Dans un communiqué diffusé le lendemain, le cardinal Sean O’Malley, président de la commission, se dit «surpris, déçu, et en profond désaccord» avec lui. Cette passe d’arme soulève des questions sur la mission confiée par le pape à cette commission «anti-abus», dont le périmètre n’a cessé de s’élargir au fil des ans. Devant l’ampleur du dossier, certaines voix jugent que la structure ne possède pas suffisamment de moyens.
27 octobre 2023: le pape François lève la prescription dans le «cas Rupnik»
Depuis décembre 2022, le jésuite slovène est accusé d’avoir commis des abus psychologiques et sexuels sur plusieurs femmes, dont des religieuses, principalement dans les années 1990. Les cas étant prescrits, aucune procédure canonique ne peut être lancée contre le mosaïste, le droit canon ne mentionnant une possibilité de lever la prescription qu’en cas d’abus sur mineur.
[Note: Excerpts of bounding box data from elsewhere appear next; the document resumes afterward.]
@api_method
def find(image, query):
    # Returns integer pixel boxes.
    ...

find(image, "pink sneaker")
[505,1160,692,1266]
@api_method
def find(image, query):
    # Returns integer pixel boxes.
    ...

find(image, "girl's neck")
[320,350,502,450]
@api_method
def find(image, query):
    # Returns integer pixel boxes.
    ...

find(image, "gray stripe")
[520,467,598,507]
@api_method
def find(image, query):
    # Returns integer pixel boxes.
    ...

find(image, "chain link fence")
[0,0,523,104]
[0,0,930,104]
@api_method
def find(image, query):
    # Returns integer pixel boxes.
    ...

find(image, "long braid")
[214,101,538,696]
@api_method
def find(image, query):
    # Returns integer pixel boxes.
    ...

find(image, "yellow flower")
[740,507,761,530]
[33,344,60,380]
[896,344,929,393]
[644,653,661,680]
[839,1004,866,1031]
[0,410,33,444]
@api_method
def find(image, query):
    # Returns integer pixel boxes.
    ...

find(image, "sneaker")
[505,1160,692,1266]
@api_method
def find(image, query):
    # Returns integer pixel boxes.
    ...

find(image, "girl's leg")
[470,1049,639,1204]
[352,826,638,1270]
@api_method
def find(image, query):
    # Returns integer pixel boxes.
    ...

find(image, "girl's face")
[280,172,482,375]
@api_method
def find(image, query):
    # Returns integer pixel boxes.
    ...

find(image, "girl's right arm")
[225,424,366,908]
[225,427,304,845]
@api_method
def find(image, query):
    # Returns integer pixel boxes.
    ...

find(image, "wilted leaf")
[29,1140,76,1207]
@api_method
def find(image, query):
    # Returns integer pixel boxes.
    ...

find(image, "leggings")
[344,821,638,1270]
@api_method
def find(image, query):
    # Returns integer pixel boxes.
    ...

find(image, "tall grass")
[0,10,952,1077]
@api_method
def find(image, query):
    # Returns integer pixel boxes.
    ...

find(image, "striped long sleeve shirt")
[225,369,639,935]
Le 27 octobre, le pape François décide de procéder à cette mesure d’exception, permettant un procès contre Marko Rupnik, qui encore à ce jour doit être agendé.
Des voix ont accusé le pape François de protéger l’artiste slovène, dont il avait été proche à un certain moment. Certains ont également critiqué la lenteur des procédures ayant caractérisé la prise en charge de l’affaire par le Vatican.
26 juin 2024: le cardinal O’Malley met en garde le Vatican contre l’utilisation des œuvres de Rupnik
À l’approche de ses 80 ans, le président de la commission pontificale pour la Protection des mineurs, le cardinal Sean O’Malley, écrit aux responsables de la Curie romaine pour leur demander d’exercer une «prudence pastorale» concernant l’utilisation des œuvres du Père Marko Rupnik. «Nous devons éviter d’envoyer un message selon lequel le Saint-Siège serait indifférent à la détresse psychologique dont souffrent tant de personnes», écrit le cardinal américain dans un communiqué, alors que des dicastères de la Curie romaine utilisent encore dans leur communication des œuvres de ce prêtre autrefois très influent à Rome et proche du pape François.
29 octobre 2024: premier rapport du Vatican sur les abus sexuels
Après deux ans de travail, la Commission pontificale pour la Protection des mineurs publie son premier rapport sur l’état de la lutte contre les abus dans l’Église catholique. Ce document de 95 pages, qui ne donne pas de chiffres sur le nombre de victimes ou de clercs pédocriminels, dénonce la lenteur dans la mise en place des procédures par les Églises locales et l’opacité dans le traitement des cas, notamment à Rome.
«L’Église a échoué» à protéger les plus vulnérables et «rien ne sera jamais assez pour réparer totalement» le mal infligé, admet, face aux victimes d’abus, le cardinal Seán Patrick O’Malley lors de la conférence de présentation du rapport. (cath.ch/imedia/cv/hl/rz)
La nouvelle de la mort du pape François a été annoncée à 9h45, par le cardinal Kevin Farrell, Camerlingue de la Chambre apostolique, depuis la Maison Ste Marthe. Le pape François est décédé en ce lundi de Pâques, 21 avril 2025.